Луи-Фердинанд Селин (1894-1961) – один из самых ярких и спорных французских писателей ХХ-ого века. Литературная критика превозносит его до небес, считая наравне с Марселем Прустом крупнейшим стилистом минувшего столетия, но есть и те, кто категорически его отвергают. Причина? Политические взгляды Селина, выраженные им в скандальных очерках- памфлетах, о которых речь пойдет ниже.
В СССР имя писателя долгое время оставалось под запретом, хотя благодаря незамедлительному переводу Эльзы Триоле его эпохального романа «Voyage au bout de la nuit» («Путешествие на край ночи», 1932) он сразу же привлек внимание критики. Достаточно сказать, что шестнадцать периодических изданий, среди которых газеты «Правда», «Литературная газета», журналы «Новый мир» и «Октябрь», откликнулись своими рецензиями.
Между Львом Троцким и Максимом Горьким
В 1933 г. высланный из страны Лев Троцкий, кстати, прекрасно разбиравшийся во французской литературе и прочитавший роман в оригинале, выступил со статьей «Селин и Пуанкаре», где дал «Путешествию...» восторженную оценку, оценив художественное мастерство писателя и «исключительное чувство интонаций жизни и языка». Впрочем, Троцкий посетовал на излишний пессимизм автора, не предлагавшего выхода из чудовищных событий, в трагический вихрь которых был втянут герой романа и во многом alter ego Селина Фердинанд Барнабю. Вначале Барнабю – нищий студент, затем – рядовой солдат кровопролитной 1-ой Мировой войны, потом – свидетель колониальной эксплуатации в Африке, позже – угнетенный рабочий на американском заводе Форда, и в конце концов – «врач для бедных» на нищей парижской окраине. Таким же во многом был путь и самого писателя.
Радикальнее всех о романе высказался Максим Горький. Выступая в 1934 г. на 1-ом съезде советских писателей, куда, среди прочих представителей европейской интеллектуальной элиты, были приглашены выдающиеся французы Луи Арагон и Андре Мальро, и где вокруг «Путешествия...» разгорелась жаркая дискуссия, Горький заявил: «Литератор современного Запада потерял свою тень, эмигрируя из действительности в нигилизм отчаяния, как это явствует из книги Луи Селина "Путешествие на край ночи"; Бардамю, герой этой книги, потерял родину, презирает людей, мать свою зовет "сукой", любовниц – "стервами", равнодушен ко всем преступлениям и, не имея никаких данных "примкнуть" к революционному пролетариату, вполне созрел для приятия фашизма».

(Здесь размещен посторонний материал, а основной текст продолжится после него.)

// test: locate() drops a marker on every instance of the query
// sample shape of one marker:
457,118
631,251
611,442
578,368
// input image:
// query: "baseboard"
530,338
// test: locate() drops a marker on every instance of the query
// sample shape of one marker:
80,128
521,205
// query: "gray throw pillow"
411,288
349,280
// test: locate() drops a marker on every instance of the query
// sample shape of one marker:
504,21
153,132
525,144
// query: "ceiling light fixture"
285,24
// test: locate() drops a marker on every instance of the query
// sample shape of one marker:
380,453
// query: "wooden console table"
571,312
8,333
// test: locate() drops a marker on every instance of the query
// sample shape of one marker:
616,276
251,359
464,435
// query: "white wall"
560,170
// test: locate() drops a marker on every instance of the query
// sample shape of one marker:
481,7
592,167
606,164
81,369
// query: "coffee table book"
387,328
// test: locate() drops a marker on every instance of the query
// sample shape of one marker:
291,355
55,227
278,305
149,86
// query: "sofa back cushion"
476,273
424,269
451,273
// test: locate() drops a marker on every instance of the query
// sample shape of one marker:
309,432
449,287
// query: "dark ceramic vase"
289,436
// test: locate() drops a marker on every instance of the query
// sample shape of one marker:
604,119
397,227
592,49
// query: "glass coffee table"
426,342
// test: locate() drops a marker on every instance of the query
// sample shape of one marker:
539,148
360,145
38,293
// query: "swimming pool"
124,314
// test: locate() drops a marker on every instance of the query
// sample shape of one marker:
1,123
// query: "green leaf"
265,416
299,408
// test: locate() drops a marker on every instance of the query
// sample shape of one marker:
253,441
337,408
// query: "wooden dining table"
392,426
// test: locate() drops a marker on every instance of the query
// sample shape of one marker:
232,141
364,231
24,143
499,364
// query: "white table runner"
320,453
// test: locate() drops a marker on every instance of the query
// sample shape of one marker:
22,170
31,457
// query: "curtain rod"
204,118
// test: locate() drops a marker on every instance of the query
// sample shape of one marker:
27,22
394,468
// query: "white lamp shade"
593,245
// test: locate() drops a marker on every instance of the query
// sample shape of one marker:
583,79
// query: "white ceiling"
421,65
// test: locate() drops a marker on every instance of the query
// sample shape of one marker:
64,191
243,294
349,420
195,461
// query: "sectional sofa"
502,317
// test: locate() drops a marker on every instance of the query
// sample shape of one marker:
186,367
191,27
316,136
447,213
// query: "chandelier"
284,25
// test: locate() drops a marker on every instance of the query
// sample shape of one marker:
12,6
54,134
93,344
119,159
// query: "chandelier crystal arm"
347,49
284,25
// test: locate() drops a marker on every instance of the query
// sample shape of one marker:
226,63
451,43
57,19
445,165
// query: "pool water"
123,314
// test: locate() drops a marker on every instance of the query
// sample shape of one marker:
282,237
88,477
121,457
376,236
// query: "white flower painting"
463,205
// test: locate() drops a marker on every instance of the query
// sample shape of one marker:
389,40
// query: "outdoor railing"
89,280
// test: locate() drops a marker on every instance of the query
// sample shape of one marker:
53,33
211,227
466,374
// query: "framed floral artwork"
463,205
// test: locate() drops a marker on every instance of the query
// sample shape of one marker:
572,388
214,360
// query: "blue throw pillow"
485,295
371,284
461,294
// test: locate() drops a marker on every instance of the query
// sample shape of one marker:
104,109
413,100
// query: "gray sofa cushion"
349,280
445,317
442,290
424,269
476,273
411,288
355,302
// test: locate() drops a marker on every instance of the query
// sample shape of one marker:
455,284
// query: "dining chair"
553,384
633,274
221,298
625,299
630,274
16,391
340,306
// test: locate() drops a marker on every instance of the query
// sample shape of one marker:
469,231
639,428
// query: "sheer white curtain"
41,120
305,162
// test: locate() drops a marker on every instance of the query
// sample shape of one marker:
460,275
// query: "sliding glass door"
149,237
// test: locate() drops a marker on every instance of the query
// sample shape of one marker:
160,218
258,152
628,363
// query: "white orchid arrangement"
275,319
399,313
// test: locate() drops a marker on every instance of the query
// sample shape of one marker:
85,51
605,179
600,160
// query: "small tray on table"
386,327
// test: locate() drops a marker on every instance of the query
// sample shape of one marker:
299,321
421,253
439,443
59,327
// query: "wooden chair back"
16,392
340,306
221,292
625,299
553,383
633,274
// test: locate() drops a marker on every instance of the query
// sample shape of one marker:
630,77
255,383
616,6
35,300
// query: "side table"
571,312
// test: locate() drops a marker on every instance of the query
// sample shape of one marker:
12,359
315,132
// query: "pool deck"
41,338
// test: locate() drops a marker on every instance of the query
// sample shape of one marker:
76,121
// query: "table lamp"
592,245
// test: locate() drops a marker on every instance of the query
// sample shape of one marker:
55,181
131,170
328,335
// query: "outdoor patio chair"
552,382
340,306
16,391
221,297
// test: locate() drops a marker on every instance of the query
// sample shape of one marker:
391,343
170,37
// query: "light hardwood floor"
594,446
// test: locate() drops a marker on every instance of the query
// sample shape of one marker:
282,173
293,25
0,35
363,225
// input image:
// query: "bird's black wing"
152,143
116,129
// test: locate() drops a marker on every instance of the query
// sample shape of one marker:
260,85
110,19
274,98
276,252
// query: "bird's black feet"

«Буревестник революции» и автор жизнеутверждающего высказывания «Человек – это звучит гордо», похоже, оказался самым прозорливым: несколькими годами спустя Селин действительно поддержит немецко-фашистскую идеологию, опубликовав серию скандальных, откровенно антисемитских произведений и договорится в них до необходимости «истреблять евреев как расу». Но тогда, в 1934 году, до таких чудовищных заявлений дело еще не дошло.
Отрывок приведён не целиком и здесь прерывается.